Just one model remained unsold in the United States as of Friday, Aug. 15, and BMW of North America CEO Ludwig Willisch says the automaker is in no hurry to let go of it.
The global production run for the 600-hp M5, which carries a sticker price of $138,275 including shipping, was exactly 300. Willisch’s North American team was allotted just 30 of those. And 29 of them sold the moment they were offered through a special telephone sale back in May.
Now, three months later, Willisch unveiled the limited-edition car publicly last week here at Pebble Beach’s weekend-long celebration of high-end luxury autos and exotic brands. The car carries the most powerful engine in BMW’s lineup — a tribute to the tradition of BMW’s M brand, he said.
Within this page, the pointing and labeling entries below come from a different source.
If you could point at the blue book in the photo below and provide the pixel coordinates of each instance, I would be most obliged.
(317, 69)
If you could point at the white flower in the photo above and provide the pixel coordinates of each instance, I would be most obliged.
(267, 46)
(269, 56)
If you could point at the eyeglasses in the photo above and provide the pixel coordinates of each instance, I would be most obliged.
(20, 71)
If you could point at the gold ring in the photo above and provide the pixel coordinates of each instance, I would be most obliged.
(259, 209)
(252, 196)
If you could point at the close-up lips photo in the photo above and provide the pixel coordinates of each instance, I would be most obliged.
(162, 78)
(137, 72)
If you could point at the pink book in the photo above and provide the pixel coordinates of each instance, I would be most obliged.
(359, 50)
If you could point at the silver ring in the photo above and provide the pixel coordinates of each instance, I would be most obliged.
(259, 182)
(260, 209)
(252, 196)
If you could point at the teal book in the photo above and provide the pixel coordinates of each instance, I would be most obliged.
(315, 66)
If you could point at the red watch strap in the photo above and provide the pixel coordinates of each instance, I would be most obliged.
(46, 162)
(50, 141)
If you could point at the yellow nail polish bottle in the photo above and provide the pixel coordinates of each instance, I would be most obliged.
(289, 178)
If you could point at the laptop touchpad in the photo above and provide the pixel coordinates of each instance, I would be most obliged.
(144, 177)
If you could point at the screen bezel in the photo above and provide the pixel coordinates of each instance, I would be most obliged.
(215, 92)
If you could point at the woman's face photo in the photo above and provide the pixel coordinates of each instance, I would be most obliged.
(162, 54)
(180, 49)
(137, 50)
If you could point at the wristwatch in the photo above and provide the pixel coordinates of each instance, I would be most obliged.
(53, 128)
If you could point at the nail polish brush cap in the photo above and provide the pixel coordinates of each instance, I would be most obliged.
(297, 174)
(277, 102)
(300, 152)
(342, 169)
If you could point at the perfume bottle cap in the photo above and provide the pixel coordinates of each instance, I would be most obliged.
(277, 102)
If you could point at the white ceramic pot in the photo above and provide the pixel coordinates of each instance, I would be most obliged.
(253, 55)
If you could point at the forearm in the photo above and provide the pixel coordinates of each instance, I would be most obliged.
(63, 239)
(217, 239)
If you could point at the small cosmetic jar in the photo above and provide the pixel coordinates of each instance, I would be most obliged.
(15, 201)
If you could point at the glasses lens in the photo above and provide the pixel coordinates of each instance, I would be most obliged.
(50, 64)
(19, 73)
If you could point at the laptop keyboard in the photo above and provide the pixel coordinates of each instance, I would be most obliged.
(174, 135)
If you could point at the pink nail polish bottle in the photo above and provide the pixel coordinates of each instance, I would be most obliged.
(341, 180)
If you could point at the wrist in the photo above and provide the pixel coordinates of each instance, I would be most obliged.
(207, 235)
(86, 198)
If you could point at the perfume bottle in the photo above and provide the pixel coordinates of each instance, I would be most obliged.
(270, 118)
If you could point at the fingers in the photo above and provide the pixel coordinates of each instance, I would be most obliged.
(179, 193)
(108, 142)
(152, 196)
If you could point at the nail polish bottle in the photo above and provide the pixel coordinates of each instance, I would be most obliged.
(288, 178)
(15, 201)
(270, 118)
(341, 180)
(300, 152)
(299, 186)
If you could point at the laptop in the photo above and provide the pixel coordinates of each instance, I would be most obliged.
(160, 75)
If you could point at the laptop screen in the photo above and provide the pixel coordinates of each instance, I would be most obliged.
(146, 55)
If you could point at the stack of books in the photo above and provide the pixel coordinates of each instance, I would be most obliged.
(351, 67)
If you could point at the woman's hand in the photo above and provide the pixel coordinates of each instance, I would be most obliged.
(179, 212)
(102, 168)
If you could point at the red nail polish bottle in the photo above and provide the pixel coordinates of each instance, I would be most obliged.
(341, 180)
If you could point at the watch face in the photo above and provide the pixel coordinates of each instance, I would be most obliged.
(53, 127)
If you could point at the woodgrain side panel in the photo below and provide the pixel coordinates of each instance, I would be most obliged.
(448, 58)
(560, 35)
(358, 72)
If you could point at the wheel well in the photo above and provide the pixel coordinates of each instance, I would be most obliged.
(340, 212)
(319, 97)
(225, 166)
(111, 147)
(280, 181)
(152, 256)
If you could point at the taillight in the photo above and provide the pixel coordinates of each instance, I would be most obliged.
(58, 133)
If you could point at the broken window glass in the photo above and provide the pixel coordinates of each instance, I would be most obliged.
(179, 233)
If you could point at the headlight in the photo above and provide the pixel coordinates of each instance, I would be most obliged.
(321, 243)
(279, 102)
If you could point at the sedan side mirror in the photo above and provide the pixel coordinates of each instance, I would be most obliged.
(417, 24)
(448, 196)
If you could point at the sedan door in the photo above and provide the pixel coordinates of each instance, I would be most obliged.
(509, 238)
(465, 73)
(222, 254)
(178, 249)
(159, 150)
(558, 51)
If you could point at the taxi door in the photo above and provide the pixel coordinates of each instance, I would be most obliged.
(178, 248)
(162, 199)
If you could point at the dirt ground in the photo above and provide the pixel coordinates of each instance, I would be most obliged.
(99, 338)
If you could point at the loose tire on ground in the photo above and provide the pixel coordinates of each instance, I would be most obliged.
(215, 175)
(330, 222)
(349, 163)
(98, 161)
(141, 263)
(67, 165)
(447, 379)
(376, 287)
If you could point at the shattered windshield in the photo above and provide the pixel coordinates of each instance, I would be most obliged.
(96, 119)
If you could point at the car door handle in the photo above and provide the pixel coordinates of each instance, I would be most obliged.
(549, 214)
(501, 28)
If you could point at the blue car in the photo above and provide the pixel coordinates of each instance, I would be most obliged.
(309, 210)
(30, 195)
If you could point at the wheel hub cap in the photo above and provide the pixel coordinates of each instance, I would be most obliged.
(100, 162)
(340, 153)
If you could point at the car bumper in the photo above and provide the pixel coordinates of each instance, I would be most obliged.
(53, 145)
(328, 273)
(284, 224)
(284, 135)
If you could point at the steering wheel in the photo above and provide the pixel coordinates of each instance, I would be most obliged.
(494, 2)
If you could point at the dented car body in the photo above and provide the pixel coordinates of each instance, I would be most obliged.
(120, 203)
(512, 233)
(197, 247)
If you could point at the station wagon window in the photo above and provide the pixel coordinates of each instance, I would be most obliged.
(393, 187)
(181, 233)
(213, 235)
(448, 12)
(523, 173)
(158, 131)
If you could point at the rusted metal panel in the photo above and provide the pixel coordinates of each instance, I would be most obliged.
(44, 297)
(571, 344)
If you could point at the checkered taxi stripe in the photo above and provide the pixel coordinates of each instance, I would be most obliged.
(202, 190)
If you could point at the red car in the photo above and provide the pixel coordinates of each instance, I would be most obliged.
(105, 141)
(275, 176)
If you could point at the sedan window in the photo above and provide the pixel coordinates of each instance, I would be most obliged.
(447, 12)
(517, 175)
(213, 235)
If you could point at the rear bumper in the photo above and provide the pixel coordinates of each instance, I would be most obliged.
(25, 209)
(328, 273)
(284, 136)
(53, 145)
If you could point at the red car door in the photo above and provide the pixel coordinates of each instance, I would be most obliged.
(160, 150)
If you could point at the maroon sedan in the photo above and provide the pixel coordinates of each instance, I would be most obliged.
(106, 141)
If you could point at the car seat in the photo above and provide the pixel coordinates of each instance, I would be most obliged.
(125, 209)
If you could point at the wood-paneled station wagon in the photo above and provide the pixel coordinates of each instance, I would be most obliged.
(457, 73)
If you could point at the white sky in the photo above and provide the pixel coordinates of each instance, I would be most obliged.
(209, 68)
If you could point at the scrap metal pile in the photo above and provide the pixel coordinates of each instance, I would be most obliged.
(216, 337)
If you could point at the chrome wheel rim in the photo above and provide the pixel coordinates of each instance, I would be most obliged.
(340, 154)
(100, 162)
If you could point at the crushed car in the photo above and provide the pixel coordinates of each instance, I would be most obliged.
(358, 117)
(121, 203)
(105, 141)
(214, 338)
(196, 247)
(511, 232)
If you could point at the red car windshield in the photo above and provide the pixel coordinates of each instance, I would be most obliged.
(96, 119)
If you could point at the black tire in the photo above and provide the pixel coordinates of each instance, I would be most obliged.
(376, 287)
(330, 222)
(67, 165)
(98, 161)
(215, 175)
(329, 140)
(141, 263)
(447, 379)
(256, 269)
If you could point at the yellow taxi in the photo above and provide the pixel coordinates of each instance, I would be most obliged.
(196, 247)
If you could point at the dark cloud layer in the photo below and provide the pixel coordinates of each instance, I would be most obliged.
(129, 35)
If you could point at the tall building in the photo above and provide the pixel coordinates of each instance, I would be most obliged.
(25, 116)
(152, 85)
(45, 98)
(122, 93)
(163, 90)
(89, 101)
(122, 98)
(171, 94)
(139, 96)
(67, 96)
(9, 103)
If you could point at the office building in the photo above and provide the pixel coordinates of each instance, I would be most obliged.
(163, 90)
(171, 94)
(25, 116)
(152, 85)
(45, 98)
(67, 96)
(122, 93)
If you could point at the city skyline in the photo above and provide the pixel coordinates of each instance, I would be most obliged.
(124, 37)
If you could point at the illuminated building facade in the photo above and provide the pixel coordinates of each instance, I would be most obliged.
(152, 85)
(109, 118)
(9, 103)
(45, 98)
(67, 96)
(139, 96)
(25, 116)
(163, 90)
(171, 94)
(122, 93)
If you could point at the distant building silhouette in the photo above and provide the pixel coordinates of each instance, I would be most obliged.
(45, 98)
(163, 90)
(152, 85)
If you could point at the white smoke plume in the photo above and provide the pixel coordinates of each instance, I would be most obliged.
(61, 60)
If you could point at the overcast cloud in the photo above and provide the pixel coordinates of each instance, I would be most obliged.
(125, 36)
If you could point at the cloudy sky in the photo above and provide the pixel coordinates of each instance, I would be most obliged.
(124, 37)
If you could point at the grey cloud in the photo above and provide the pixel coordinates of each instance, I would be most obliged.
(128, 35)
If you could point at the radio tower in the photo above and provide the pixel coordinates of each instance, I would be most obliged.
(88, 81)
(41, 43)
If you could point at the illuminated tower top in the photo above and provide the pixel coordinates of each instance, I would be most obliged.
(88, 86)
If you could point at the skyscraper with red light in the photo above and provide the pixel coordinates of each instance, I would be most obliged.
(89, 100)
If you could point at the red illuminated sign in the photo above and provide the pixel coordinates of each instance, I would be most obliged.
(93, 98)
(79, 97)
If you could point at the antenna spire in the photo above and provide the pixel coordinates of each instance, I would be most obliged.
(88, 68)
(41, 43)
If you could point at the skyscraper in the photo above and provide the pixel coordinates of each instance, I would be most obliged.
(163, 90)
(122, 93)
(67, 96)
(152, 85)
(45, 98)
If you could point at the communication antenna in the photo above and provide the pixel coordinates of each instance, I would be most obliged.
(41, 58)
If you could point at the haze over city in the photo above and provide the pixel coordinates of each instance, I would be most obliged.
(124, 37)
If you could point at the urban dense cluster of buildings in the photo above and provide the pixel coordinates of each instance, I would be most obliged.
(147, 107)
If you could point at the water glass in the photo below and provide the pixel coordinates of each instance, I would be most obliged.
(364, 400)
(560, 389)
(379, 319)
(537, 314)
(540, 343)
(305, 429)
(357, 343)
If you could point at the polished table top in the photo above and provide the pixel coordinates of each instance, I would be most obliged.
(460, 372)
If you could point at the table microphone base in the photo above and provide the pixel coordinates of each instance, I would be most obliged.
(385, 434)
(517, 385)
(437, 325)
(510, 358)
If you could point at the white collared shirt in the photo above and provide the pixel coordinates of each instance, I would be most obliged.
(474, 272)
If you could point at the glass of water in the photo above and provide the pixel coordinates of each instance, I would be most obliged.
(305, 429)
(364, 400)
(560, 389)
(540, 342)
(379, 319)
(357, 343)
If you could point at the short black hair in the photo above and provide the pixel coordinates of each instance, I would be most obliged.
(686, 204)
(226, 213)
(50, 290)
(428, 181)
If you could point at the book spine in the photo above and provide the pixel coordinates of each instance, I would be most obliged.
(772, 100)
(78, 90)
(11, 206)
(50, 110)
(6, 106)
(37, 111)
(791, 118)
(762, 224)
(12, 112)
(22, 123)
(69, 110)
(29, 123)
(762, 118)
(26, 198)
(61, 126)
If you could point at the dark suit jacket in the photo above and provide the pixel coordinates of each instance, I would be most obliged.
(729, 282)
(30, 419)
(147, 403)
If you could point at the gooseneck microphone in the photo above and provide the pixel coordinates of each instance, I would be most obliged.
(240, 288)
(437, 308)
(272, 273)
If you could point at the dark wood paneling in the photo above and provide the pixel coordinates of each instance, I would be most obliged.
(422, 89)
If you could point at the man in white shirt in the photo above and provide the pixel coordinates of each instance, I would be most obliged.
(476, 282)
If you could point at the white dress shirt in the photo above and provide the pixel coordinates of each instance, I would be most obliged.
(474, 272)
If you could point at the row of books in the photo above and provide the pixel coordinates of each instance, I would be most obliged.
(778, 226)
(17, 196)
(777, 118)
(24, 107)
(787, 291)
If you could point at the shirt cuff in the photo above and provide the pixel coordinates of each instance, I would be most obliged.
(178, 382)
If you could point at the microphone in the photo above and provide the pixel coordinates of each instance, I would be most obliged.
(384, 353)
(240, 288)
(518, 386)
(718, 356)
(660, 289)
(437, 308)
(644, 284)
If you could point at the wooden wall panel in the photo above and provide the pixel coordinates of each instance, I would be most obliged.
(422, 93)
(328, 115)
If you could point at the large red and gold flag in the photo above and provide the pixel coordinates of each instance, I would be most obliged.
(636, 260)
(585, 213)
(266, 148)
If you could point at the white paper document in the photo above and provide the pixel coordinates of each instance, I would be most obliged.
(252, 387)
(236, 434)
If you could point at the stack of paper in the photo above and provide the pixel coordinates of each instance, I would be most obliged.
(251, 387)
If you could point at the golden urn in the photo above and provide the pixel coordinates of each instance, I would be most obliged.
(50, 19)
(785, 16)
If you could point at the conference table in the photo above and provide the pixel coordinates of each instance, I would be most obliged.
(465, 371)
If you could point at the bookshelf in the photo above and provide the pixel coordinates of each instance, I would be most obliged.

“We created the M brand 30 years ago when we said, ‘Why don’t we drop the strongest engine we have — which at that time was what we were using in our M1 for racing — into a 5 series?’” Willisch said as he presented the metallic gray sedan, the most powerful production car BMW has ever built.
The sedan uses BMW’s 4.4-liter twin-turbo V-8 engine. Engineers have increased its turbocharger pressure to push out an additional 25 hp. The car delivers 516 pounds-feet of torque and claims 0-to-60 acceleration in 3.7 seconds.
But few Americans will ever glimpse it. The anniversary M5 now enters a world of exclusivity that is celebrated alongside ultra-expensive small-run cars that were to be unveiled here by Lamborghini, Ferrari and Bentley. Jaguar was to show a prototype of its planned Lightweight E-Type car with the caveat that it intends to sell a grand total of six.
In addition to small styling and interior color changes and special badging to differentiate the M5, BMW also made control adjustments to enhance the car’s handling and traction.
The 29 buyers who pre-purchased the car also received an invitation to a day of performance-driving instruction at a private track in Palm Springs, Calif.